The dollar index, measuring the US currency against six peers, was up 0.13% at 102.64, on the Martin Luther King (MLK) Day holiday.
Bets on Federal Reserve cuts this year, beginning as early as March, have intensified after data on Friday showed US producer prices unexpectedly fell in December.
Market pricing now points to a 77% chance that the US central bank will begin easing rates in March, up from 68% a week ago, according to the CME FedWatch tool.
“Despite the upside surprise to the CPI on Thursday, investors grew increasingly confident that the Fed is likely to cut rates soon,” said Jim Reid, strategist at Deutsche Bank.
In the broader market, traders also watch out for UK inflation, jobs data, and retail sales due later in the week, as markets continue to focus on how soon major central banks globally could begin easing rates this year.
Sterling slipped 0.27% to USD 1.2717, though it remained close to a two-week peak hit last week.
“It’s a big UK data week,” said Jeremy Stretch, head of G10 FX Strategy at CIBC Capital Markets, adding that the general risk-off mood across markets and speculation on the upcoming data is keeping the pound under pressure.
CIBC expects earnings, inflation, and retail spending data to come all below consensus forecasts.
The euro hovered near the $1.10 mark and was last 0.08% lower on the day at $1.0941.
In Asia, the yen remained under pressure, down 0.63% at 145.83 per dollar, moving closer to its lowest level since mid-December, on expectations that the Bank of Japan will keep its ultra-loose policy settings unchanged at its policy meeting next week.
CHINA, TAIWAN
The yuan fell on Monday to a one-month low after China’s central bank surprised markets by keeping its medium-term policy rate unchanged, defying market expectations it would cut rates to shore up China’s bumpy post-pandemic economic recovery.
That sent the onshore yuan sliding to a one-month low of 7.1813 per dollar before it recouped some of those losses to trade down 0.08% at 7.1744.
“Some economists have argued that the PBoC may have chosen to hold rates steady to avoid further downside in the yuan, and excess volatility in the FX market,” said Kathleen Brooks, research director at XTB.
Rate cuts could still be on the table, said Tommy Wo, senior economist at Commerzbank.
“There will be more room for PBoC rate cuts when the timing of Fed’s rate reduction becomes clearer.”
Elsewhere, the Taiwan dollar fell to a more than three-week low of 31.284 per US dollar, after the Democratic Progressive Party’s (DPP) Lai Ching-te won the presidency over the weekend, though his party lost its majority in parliament
Analysts now fear policy paralysis.
“DPP lost the majority in the parliament.
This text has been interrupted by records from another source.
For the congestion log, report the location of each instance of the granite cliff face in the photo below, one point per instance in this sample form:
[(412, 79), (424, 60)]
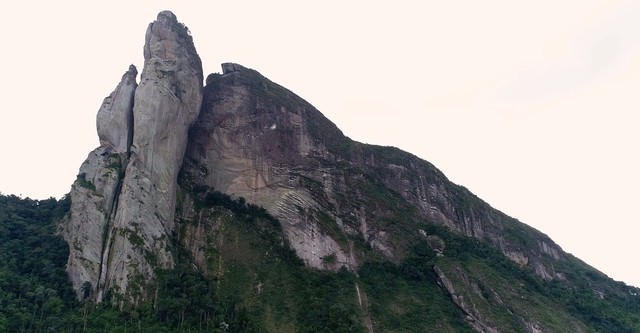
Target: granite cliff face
[(123, 202), (257, 140), (248, 137), (220, 183)]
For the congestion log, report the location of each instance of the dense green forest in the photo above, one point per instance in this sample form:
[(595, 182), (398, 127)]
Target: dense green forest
[(266, 287)]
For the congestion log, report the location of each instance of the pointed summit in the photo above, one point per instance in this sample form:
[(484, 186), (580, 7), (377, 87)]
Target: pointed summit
[(123, 201)]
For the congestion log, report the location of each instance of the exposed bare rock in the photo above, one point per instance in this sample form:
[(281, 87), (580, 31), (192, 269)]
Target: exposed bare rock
[(473, 317), (115, 117), (167, 102), (121, 221), (93, 196), (257, 140)]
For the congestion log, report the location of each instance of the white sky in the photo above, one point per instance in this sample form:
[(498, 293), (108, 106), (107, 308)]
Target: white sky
[(533, 106)]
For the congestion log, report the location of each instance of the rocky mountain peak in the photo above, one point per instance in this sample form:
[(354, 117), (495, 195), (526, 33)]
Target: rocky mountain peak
[(123, 202), (337, 200)]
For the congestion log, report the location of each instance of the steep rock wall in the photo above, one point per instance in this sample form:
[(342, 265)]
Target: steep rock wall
[(123, 202), (257, 140)]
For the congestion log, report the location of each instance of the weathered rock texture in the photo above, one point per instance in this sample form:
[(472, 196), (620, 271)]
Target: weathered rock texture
[(257, 140), (123, 201), (115, 117), (246, 136)]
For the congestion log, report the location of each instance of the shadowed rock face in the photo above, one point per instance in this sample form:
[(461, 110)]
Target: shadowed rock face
[(257, 140), (246, 136), (115, 117), (123, 201)]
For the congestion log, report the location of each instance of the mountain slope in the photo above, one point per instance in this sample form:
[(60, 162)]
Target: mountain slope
[(238, 206)]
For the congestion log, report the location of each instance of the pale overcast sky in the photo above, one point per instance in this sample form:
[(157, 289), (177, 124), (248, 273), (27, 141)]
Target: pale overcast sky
[(533, 106)]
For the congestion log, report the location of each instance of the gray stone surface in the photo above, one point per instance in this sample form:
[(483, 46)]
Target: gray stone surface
[(122, 213), (115, 117)]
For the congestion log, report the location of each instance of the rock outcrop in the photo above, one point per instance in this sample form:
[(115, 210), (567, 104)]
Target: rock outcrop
[(115, 117), (258, 140), (246, 136), (123, 202)]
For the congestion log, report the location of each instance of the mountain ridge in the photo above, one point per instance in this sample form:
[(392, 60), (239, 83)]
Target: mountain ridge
[(143, 205)]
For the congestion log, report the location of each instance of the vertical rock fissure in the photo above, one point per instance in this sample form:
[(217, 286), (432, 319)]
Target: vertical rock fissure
[(109, 233)]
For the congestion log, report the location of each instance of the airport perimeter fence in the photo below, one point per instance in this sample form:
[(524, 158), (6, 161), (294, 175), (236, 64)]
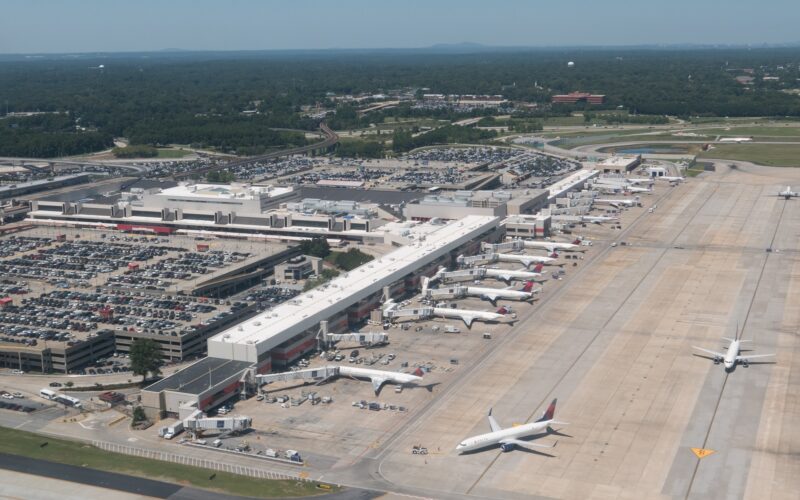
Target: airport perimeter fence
[(195, 462)]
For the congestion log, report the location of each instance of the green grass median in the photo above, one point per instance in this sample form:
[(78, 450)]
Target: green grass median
[(63, 451)]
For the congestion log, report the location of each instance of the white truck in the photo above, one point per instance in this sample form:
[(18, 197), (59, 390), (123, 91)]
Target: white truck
[(173, 430)]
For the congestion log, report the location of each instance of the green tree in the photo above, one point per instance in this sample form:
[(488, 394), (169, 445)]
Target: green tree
[(138, 414), (316, 247), (145, 358)]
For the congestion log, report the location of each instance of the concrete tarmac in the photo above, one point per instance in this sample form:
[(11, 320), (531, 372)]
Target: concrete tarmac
[(615, 348)]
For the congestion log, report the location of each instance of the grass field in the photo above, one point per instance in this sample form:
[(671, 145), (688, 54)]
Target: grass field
[(784, 132), (172, 153), (27, 444), (774, 155)]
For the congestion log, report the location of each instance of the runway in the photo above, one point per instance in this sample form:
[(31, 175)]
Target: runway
[(615, 348)]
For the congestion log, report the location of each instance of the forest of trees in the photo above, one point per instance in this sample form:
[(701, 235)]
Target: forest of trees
[(199, 98), (403, 140)]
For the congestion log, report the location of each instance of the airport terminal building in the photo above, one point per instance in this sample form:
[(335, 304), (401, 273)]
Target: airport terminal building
[(281, 335)]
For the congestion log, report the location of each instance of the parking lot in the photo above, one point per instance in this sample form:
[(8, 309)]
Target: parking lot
[(67, 287)]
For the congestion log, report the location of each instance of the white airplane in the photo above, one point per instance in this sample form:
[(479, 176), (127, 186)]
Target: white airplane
[(626, 202), (639, 180), (479, 273), (553, 246), (486, 293), (380, 377), (788, 193), (731, 355), (635, 189), (598, 219), (525, 260), (509, 438), (510, 275), (468, 316), (390, 310)]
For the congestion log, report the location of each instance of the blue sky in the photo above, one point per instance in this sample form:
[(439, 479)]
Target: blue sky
[(141, 25)]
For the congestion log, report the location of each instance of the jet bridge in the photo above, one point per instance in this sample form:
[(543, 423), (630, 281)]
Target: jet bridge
[(313, 374), (507, 246), (364, 339)]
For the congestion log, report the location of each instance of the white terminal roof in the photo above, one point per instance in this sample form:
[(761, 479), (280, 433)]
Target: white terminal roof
[(254, 337), (571, 181), (223, 191), (618, 161)]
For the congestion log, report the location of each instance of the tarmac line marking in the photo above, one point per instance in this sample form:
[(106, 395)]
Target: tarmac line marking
[(702, 452)]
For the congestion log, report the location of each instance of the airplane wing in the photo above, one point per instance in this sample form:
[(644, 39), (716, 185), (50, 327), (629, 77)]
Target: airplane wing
[(525, 444), (741, 358), (377, 382), (493, 423), (713, 353)]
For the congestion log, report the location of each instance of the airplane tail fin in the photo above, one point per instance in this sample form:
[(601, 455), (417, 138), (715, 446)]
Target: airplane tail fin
[(549, 413)]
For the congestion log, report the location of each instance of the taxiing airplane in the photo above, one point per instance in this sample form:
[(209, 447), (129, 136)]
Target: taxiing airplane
[(731, 357), (510, 438), (788, 193), (380, 377)]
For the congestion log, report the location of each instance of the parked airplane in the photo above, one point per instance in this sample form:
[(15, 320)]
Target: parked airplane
[(525, 260), (552, 246), (391, 311), (380, 377), (598, 219), (731, 355), (635, 189), (509, 438), (490, 294), (627, 202), (468, 316), (788, 193), (509, 275), (479, 273)]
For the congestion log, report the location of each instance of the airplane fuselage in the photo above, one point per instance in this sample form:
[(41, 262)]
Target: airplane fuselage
[(508, 275), (494, 438), (729, 361)]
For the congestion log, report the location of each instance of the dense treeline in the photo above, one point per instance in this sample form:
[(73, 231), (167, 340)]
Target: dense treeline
[(244, 135), (135, 152), (199, 98), (359, 149), (403, 140), (47, 136)]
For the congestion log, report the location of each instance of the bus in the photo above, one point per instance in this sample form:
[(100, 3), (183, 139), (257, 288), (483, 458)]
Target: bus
[(47, 394)]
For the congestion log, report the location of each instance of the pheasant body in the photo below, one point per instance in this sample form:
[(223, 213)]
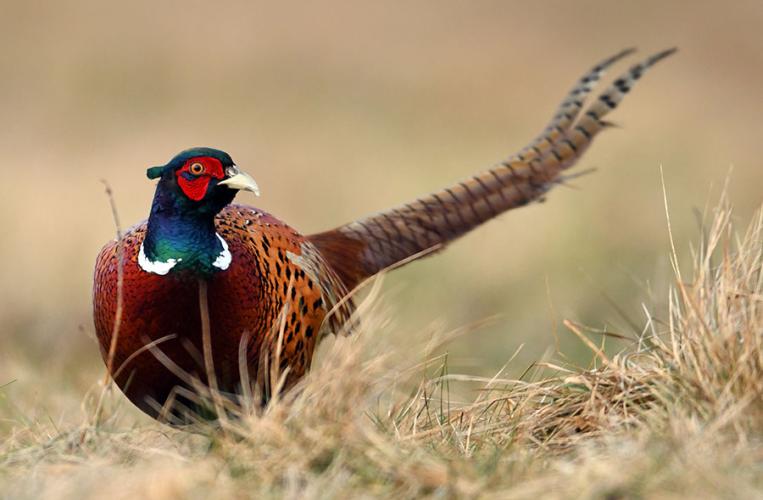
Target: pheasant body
[(263, 286), (272, 291)]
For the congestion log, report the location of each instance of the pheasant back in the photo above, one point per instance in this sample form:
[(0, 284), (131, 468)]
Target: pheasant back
[(272, 292)]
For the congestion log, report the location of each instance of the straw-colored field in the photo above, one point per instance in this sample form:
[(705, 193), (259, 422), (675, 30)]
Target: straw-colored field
[(343, 108)]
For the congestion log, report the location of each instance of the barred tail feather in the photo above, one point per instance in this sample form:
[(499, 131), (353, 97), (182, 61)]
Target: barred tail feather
[(364, 247)]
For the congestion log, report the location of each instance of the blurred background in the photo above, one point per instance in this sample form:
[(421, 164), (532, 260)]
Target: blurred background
[(341, 108)]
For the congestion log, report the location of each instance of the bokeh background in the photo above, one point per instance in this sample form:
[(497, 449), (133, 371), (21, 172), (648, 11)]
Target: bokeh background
[(340, 108)]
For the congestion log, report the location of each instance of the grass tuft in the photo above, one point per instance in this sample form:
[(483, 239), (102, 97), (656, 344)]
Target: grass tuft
[(679, 413)]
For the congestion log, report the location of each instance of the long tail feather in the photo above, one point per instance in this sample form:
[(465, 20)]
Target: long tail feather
[(364, 247)]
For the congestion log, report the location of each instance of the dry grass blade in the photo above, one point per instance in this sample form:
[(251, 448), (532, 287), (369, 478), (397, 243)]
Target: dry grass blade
[(678, 413)]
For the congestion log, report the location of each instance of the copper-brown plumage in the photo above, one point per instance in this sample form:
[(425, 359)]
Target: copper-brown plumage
[(281, 285)]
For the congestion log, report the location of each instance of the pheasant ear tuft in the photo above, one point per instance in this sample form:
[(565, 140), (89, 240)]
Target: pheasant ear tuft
[(154, 172)]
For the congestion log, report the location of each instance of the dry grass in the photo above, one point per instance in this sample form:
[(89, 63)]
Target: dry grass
[(677, 414)]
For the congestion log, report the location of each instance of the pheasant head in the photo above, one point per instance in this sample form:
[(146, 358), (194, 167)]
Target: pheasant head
[(193, 187)]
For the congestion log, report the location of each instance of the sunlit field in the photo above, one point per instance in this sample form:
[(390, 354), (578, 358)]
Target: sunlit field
[(603, 344)]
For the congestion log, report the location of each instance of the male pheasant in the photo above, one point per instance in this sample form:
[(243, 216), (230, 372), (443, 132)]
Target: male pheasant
[(272, 292)]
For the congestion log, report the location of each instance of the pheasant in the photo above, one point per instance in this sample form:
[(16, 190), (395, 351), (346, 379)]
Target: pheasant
[(264, 293)]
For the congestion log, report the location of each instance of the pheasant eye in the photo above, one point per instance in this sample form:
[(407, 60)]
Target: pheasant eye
[(196, 168)]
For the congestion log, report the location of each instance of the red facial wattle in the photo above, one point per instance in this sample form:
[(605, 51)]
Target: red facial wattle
[(194, 185)]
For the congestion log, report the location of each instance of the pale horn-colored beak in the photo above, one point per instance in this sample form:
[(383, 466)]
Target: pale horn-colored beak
[(242, 182)]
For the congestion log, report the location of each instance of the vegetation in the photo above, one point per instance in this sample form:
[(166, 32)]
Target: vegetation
[(678, 413)]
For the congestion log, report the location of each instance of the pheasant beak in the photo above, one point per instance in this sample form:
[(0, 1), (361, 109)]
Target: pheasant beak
[(241, 181)]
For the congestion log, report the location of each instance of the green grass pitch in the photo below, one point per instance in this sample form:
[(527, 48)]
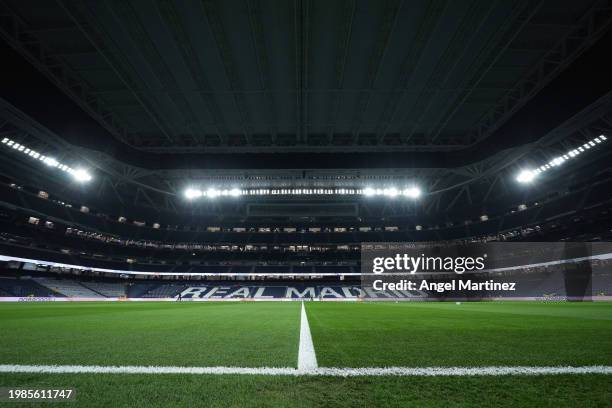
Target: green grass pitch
[(344, 335)]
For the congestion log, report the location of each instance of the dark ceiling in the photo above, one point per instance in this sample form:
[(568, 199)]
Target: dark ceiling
[(294, 77)]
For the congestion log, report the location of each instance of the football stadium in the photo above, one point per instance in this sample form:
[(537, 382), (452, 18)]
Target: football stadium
[(306, 203)]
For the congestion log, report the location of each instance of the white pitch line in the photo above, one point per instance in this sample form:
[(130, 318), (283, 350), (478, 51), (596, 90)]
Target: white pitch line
[(307, 358), (321, 371)]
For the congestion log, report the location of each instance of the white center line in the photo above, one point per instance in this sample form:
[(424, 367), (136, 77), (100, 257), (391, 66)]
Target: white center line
[(307, 359), (320, 371)]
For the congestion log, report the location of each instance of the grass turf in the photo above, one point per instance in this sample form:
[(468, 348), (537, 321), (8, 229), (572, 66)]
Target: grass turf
[(259, 391), (165, 333), (469, 334), (344, 334)]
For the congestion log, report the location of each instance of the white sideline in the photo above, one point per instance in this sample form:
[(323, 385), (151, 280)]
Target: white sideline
[(307, 359), (321, 371)]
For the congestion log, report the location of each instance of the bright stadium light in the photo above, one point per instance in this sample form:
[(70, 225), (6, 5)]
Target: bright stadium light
[(192, 193), (369, 191), (80, 175), (526, 176), (212, 193), (391, 192), (50, 161), (412, 192)]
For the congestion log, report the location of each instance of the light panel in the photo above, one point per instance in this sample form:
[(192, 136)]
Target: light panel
[(192, 193), (80, 175), (529, 175)]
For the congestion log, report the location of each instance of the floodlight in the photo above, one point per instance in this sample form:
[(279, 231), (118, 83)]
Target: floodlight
[(391, 192), (526, 176), (412, 192), (192, 193), (81, 175), (50, 161), (212, 193)]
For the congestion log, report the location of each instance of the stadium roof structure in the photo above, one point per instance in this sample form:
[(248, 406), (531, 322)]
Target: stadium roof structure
[(452, 95)]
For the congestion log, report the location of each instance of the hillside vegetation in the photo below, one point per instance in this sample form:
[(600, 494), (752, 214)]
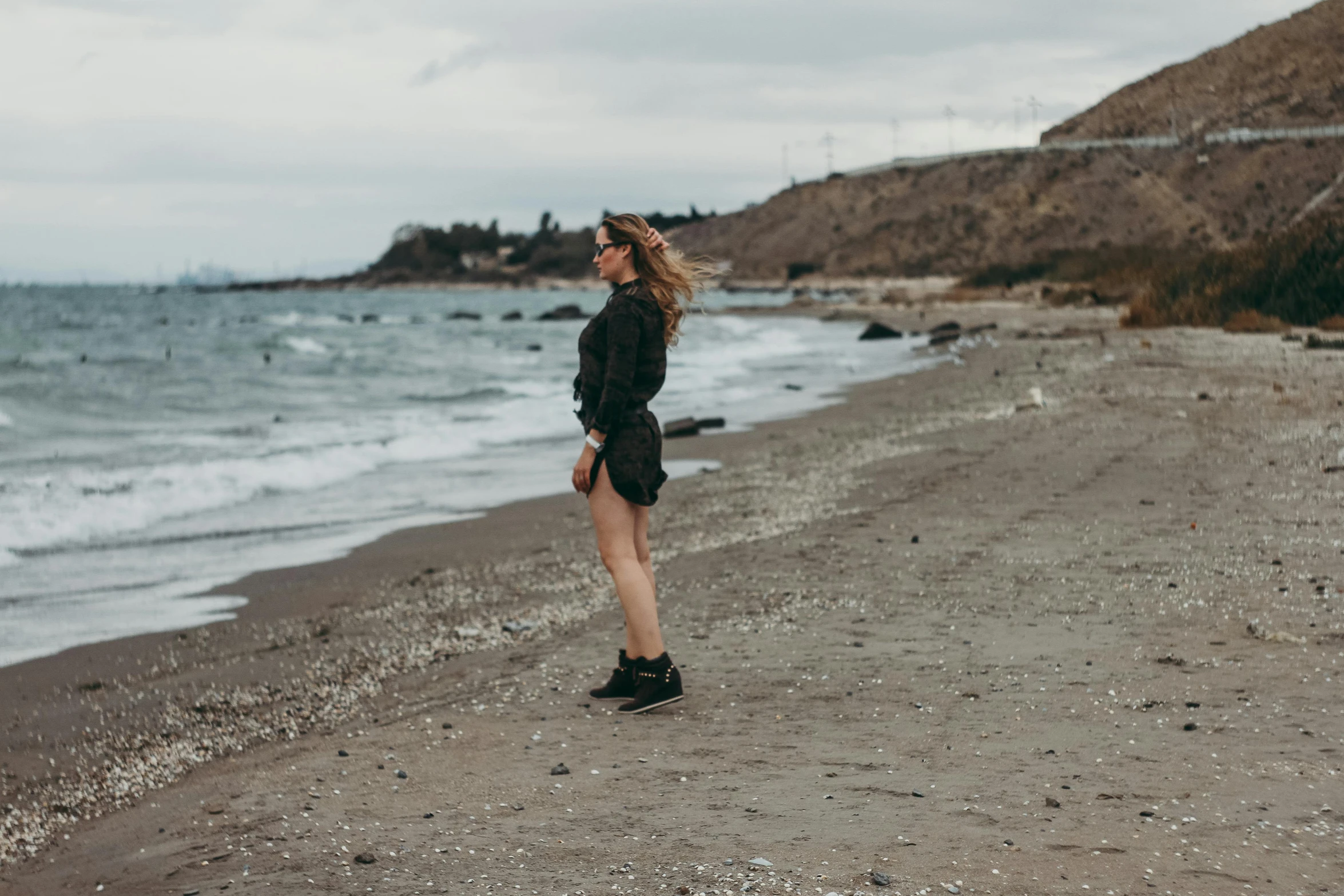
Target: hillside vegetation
[(1012, 210), (1287, 74), (971, 214), (1296, 276)]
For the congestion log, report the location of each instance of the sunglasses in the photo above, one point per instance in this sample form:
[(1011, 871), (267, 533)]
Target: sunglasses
[(602, 248)]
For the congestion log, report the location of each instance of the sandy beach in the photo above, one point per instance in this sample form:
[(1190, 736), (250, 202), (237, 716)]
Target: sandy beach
[(937, 639)]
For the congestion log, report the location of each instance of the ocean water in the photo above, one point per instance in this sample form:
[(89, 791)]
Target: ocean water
[(150, 452)]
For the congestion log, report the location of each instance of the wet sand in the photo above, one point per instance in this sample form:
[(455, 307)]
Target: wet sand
[(1089, 671)]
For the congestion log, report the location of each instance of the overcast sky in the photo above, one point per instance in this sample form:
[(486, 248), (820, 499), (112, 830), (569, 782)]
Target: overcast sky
[(271, 136)]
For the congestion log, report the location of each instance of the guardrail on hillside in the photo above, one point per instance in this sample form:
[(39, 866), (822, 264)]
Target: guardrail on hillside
[(1163, 141), (1059, 145)]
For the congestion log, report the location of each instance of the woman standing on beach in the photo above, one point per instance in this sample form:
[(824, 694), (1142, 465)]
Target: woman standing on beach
[(623, 362)]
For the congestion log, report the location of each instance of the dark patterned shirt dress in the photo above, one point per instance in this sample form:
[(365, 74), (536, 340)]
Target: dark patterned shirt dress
[(623, 363)]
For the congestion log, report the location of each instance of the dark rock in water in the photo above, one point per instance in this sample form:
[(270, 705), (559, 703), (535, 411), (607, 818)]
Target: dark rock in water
[(682, 428), (565, 313), (878, 331)]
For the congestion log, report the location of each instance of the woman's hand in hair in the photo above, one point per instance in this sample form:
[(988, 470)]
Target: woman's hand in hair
[(655, 241)]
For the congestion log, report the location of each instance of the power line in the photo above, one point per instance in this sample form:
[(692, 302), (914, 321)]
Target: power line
[(1035, 108), (830, 141)]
Hence Lai is ruling with a weaker mandate than Tsai Ing-wen,” said Allan von Mehren, director at Danske Bank.
He expects continued tensions in the Taiwan Strait but not a further escalation.
“China will continue to deter Taiwanese independence with military drills around the island and Taiwan and the US are likely to continue to have closer relations but without crossing China’s red line”.